En 1648 il y avait donc un cimetière sur le côté sud. Était-il entouré d’un mur à ce moment-là ? Était-il bien délimité ? Les corps étaient-ils enterrés majoritairement dans ce cimetière à cette époque ? Comme nous n’avons aucun registre avant 1675 nous n’avons aucune réponse à ces questions mais nous savons qu’en 1695 un édit fait obligation de clôturer les cimetières afin d’empêcher les animaux d’ y pénétrer. Le diocèse de Quimper avait interdit les enterrements dans les églises et chapelles et le Parlement de Bretagne avait fait de même par un décret de 1719 pour des raisons sanitaires évidentes (évidentes pour nous en tous cas) et pour lutter contre les épidémies.

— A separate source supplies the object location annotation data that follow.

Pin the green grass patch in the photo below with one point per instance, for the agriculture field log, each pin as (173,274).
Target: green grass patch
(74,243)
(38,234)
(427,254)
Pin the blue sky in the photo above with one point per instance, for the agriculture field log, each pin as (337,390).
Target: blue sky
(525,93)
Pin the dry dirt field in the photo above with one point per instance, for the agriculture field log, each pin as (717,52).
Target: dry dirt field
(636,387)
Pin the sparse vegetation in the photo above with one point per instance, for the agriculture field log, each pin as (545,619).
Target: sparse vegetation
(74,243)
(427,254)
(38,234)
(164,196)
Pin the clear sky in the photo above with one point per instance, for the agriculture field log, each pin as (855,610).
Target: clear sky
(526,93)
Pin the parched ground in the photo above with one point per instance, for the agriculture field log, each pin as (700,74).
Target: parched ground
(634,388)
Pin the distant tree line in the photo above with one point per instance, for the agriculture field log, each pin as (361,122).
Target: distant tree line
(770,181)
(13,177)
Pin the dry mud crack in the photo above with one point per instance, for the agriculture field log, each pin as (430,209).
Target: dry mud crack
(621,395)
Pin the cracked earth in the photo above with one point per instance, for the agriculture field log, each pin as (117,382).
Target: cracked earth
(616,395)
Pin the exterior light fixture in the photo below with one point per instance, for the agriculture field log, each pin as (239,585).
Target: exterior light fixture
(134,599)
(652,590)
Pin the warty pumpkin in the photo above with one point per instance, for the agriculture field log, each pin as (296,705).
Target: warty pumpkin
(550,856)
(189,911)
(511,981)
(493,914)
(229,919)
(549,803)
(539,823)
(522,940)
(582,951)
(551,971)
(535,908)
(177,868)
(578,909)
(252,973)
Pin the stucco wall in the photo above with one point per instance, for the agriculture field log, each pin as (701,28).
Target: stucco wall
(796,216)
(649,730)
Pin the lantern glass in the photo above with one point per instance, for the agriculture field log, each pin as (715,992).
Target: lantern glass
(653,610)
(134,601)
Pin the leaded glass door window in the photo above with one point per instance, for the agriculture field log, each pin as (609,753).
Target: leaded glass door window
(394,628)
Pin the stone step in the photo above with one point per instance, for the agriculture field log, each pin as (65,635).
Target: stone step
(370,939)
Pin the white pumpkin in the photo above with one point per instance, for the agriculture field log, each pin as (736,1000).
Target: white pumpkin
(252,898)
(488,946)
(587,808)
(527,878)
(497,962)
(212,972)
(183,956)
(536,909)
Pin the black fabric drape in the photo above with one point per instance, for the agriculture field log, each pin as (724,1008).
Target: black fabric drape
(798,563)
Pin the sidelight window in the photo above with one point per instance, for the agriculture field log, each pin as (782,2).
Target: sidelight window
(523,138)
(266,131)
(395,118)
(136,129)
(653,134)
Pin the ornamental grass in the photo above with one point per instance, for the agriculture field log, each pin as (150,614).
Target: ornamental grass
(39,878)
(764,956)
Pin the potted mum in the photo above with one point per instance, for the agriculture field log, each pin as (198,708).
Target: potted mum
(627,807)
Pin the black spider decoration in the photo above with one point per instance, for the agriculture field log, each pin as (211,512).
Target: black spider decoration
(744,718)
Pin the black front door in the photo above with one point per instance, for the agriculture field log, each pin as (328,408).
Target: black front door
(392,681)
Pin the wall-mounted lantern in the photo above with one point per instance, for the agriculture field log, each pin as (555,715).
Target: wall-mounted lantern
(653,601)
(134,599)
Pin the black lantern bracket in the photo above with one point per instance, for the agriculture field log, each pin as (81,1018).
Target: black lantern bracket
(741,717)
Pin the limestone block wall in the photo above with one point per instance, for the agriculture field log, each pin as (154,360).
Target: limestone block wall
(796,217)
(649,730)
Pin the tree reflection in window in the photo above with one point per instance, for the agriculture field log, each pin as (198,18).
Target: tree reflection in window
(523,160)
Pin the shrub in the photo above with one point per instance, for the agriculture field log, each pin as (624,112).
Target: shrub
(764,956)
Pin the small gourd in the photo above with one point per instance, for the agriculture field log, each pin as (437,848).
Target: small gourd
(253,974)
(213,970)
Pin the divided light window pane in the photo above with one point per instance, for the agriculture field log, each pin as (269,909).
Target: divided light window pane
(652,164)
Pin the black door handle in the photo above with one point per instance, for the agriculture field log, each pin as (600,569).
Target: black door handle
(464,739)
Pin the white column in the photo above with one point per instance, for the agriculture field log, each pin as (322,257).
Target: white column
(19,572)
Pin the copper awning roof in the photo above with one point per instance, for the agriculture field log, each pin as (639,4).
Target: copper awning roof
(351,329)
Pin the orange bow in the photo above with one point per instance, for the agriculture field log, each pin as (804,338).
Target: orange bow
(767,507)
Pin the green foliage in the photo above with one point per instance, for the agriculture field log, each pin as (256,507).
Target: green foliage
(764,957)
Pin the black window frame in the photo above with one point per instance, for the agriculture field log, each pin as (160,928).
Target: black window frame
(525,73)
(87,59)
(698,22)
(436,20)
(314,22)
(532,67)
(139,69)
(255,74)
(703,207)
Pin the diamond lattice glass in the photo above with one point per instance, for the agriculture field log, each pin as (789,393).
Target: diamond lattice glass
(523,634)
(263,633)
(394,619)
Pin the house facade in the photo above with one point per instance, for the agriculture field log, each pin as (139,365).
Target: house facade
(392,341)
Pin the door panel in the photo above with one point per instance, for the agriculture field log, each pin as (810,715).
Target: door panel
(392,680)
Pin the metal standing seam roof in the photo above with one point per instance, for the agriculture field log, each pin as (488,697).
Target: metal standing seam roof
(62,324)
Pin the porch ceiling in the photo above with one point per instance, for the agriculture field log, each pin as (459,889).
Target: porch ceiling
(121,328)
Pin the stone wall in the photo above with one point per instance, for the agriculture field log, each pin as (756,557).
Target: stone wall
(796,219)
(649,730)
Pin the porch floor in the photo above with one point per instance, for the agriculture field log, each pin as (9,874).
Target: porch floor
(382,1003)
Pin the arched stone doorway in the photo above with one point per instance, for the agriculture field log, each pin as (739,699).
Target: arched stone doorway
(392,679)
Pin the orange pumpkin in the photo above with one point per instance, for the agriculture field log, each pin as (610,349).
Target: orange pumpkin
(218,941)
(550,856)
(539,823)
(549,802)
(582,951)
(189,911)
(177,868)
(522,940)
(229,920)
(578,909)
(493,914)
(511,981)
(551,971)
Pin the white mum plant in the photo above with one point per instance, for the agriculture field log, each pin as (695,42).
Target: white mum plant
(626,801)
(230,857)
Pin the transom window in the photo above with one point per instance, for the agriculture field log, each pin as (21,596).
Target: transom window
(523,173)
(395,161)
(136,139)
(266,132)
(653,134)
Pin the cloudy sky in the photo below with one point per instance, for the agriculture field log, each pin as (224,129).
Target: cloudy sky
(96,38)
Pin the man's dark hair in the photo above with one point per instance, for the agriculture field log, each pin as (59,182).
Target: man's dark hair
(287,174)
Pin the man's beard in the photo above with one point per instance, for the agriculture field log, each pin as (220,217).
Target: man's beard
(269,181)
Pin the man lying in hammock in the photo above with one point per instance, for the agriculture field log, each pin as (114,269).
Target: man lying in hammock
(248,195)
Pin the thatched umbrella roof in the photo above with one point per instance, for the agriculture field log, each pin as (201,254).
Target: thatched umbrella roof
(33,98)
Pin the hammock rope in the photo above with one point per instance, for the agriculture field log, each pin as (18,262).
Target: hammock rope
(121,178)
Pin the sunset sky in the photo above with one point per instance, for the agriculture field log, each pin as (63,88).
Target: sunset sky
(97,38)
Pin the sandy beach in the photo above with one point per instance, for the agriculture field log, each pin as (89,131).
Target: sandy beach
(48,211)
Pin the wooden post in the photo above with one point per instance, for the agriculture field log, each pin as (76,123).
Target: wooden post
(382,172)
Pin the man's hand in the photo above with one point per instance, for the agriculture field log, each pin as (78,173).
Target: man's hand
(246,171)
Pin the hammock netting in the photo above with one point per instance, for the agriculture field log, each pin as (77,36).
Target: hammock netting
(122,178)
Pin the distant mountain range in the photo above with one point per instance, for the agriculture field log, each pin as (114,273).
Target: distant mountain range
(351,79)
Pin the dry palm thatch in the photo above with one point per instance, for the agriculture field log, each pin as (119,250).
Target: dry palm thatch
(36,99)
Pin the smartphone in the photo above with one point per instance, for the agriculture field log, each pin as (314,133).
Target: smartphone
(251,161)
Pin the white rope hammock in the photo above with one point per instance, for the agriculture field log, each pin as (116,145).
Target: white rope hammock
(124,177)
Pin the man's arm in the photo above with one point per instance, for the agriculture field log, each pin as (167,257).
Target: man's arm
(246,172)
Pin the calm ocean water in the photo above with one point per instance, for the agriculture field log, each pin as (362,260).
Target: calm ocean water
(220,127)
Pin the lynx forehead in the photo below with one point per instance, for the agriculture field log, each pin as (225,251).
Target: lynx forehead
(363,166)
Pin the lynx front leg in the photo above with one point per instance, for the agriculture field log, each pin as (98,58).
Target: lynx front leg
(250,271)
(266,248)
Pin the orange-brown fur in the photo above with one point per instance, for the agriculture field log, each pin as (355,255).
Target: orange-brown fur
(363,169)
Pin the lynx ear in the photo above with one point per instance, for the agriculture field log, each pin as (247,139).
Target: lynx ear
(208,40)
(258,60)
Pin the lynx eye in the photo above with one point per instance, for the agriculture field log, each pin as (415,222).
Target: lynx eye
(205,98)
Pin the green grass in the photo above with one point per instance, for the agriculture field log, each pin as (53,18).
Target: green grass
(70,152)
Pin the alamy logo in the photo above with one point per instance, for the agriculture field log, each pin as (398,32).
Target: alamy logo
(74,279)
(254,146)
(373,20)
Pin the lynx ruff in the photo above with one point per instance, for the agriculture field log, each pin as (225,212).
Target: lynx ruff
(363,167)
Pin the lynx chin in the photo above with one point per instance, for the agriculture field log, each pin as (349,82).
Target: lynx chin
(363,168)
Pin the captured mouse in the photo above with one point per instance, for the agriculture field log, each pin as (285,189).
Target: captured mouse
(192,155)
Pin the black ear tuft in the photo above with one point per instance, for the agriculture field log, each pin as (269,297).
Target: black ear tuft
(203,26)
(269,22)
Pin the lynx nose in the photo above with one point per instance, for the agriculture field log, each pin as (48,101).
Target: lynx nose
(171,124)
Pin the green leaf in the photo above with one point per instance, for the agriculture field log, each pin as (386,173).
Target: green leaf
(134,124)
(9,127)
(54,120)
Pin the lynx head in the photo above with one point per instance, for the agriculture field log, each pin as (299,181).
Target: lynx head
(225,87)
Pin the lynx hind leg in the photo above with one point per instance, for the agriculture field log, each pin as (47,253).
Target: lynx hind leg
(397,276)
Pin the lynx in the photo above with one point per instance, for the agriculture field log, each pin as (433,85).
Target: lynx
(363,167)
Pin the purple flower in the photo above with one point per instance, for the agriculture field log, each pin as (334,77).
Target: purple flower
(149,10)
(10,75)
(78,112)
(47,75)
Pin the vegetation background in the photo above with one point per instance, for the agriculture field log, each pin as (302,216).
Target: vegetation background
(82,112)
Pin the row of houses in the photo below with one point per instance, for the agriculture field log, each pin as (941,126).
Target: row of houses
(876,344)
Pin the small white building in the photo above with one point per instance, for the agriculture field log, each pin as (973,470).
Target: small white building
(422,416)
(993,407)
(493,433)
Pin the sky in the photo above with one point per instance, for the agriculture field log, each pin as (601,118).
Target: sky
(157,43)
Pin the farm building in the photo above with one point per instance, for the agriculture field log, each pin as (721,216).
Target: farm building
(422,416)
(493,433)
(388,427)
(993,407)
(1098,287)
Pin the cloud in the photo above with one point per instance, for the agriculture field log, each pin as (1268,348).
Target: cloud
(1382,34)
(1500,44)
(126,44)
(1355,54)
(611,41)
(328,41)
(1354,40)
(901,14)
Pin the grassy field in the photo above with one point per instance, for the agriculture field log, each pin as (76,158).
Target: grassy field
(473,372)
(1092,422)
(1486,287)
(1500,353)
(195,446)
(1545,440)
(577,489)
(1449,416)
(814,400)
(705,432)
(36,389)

Pourtant le 20 mai 1783 la fabrique de Briec délibère sur deux lettres reçues.
La première du 02 mai 1783 signée Louis et plus bas Amelot par le Roi, contresignée par le Sieur de Kervelegan, sénéchal.
La deuxième du 13 mai 1783 signée Le Dell de K/eon
Ces deux lettres « portant défense d’inhumer dans les églises tréviales de Quilinen et de Landudal » nous montrent bien que les diverses interdictions et autres décrets que nous évoquons ci-dessus n’avaient pas été pris en compte à Kilinenn.
Finalement, la délibération du conseil de la fabrique de Briec est ainsi rédigée :
« Après avoir reçu des remontrances tant en français qu’en vulgaire langage breton, les conseillers sont d’avis de prendre conseils auprès de trois avocats » (ADF 34 G 5).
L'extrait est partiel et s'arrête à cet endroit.